股関節は、歩行時には体重の4倍もの重みを受け、また大きな動きを要求されるため独特な構造をしています。
寛骨臼は大腿骨頭を包み込む構造をしています。大腿骨頭と大腿骨軸を結ぶ大腿骨頚部は前方に捻れた前捻角(ぜんねんかく)をもっています。
膝関節に比べると安定のよい関節(ボールとソケット)ですが、四つ這いで歩いていた人類の祖先が、直立二足歩行をするように進化したため骨盤が立ってしまい、結果的に股関節の前方の覆いが少なくなってしまいました。
よって新生児期のオムツの当て方や先天的な原因で脱臼(先天性股関節脱臼)を起こすことがあります。
また、寛骨臼の凹みが浅い股関節(臼蓋形成不全股)では亜脱臼が生じ、関節のぐらつきによる股関節の痛みや大腿から膝にかけての痛みを生じることがあります。
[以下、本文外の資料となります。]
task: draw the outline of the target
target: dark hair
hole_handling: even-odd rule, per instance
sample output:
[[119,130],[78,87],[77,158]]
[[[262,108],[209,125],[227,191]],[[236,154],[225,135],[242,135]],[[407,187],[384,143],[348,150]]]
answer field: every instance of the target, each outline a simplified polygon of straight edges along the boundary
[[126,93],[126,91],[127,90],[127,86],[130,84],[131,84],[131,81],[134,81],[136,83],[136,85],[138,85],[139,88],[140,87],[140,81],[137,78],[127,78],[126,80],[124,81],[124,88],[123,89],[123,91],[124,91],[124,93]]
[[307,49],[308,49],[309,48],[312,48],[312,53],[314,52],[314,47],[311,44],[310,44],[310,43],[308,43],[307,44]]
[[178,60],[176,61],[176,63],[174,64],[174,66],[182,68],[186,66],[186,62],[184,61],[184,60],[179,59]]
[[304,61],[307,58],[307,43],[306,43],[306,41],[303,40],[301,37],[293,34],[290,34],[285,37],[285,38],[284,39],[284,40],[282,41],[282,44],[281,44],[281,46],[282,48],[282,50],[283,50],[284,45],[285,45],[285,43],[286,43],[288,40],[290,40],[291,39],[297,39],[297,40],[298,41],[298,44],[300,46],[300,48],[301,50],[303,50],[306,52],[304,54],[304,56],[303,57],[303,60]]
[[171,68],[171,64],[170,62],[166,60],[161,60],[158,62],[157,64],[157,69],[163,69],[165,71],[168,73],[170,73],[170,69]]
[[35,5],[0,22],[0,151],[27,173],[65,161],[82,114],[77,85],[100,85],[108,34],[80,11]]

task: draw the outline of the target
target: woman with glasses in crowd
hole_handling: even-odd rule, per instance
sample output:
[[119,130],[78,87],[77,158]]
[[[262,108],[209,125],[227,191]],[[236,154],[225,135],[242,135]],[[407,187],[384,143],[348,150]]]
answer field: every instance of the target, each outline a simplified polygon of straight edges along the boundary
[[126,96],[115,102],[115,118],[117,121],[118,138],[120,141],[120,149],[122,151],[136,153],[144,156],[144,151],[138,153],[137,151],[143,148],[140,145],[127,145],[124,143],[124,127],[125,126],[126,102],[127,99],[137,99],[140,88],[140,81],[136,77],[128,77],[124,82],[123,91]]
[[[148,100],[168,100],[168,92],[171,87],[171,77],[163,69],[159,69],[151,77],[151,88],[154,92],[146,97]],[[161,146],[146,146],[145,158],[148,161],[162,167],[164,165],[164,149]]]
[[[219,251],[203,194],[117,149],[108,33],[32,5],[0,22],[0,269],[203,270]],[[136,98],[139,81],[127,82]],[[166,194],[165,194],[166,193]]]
このような股関節では関節にかかる重みが分散されず、軟骨が摩耗し、それにより関節が更にぐらつくという悪循環が生じます。
関節のぐらつきを止めるため体が反応して骨が増殖し変形しますが、このことが関節の動きを悪くする原因にもなります。
このような破壊性の病変と増殖性の病変を特徴とする股関節の病気を「変形性股関節症」といいます。
※くわしくはこちらをご覧ください → 変形性股関節症について
その他、小児の「大腿骨頭壊死症(ペルテス病)」、成人の「大腿骨頭壊死」、小児の「大腿骨頭辷り症」、感染その他多くの股関節に関連した病気があります。